Suburban Life was an American shelter magazine, which ran from 1904 to 1917. It was directed toward the modern family who lived outside the city. A typical issue would feature stories on topics such as: home furniture, improvements and remodeling, practical hints, harvesting crops, profitable hobbies (e.g. beekeeping), scenic sights, woodland animals, protecting birds, camp activities, tree varieties, construction projects, successful gardening, perils and pleasures of farming. They were submitted by field and educational experts.

History 
It was published by Colonial Press; Harrisburg (Pa.), Boston and New York City 1904–07 ... The next publisher was the Suburban Press; Harrisburg, Boston and New York City 1907–16 ... The final was the Independent Corporation; Harrisburg and New York City 1916–17. A contributing editor was the agricultural giant, Liberty Hyde Bailey, from 1914 to 1916.

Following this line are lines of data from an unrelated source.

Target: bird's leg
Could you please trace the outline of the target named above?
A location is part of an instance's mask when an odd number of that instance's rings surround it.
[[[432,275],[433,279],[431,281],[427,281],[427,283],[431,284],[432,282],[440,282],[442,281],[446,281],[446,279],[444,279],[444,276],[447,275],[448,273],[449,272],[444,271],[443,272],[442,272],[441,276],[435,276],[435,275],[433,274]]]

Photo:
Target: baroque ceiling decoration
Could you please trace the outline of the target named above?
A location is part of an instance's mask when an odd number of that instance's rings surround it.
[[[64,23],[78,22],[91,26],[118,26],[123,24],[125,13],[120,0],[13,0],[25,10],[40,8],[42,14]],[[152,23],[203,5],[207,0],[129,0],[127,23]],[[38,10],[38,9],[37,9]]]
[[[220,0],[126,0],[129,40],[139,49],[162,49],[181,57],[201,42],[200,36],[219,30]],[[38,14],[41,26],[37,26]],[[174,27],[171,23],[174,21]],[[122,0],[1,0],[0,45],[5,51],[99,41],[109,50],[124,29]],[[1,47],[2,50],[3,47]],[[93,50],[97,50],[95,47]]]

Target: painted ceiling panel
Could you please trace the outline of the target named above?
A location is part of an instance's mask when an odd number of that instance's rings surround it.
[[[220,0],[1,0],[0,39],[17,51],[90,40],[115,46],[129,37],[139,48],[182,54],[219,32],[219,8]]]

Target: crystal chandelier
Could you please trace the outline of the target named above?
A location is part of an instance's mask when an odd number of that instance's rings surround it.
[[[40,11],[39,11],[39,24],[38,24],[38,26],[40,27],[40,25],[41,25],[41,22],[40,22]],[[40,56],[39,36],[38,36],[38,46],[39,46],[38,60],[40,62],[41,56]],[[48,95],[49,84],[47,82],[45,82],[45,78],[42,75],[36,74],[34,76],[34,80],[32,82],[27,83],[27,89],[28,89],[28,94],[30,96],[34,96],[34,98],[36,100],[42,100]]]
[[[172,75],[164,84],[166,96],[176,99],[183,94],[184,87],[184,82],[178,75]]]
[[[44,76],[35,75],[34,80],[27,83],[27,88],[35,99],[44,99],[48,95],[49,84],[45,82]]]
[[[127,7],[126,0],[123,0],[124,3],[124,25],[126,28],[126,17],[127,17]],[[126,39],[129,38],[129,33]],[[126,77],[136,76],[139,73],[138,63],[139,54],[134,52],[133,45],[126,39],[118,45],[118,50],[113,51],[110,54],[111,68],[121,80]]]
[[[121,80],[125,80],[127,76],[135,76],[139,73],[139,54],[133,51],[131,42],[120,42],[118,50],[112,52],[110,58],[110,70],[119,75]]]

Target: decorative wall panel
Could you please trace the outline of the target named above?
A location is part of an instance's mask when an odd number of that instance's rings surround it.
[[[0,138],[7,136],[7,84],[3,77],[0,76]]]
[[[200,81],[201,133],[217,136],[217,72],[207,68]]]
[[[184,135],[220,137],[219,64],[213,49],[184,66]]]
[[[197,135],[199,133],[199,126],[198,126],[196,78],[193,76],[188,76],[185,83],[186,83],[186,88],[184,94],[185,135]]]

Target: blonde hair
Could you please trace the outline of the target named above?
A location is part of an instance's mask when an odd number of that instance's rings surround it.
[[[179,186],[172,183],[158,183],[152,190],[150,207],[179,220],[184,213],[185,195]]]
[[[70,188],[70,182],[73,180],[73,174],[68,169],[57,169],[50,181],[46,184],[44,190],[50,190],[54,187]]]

The original title was Suburban Country Life. It was changed two months later to Suburban Life. Hoping to gain a larger readership, the title and format was changed to the Countryside Magazine and Suburban Life, in October 1914. It lasted until July 1917. The title was Suburban Life from February 1905 to September 1914. That's the vast majority of the magazine's history.

A lawsuit was filed by a competitor, Country Life in America, due to their similar names in January 1905. Suburban Country Life dropped the middle word in its name after only two issues, in order to avoid a long and costly trial. This was explained in its February issue of 1905 on p. 2 ("Around the Office Desk").

Leading the original staff was President Denman Blanchard, and Vice President / General Manager Frank A. Arnold. The presidency was later turned over to Arnold.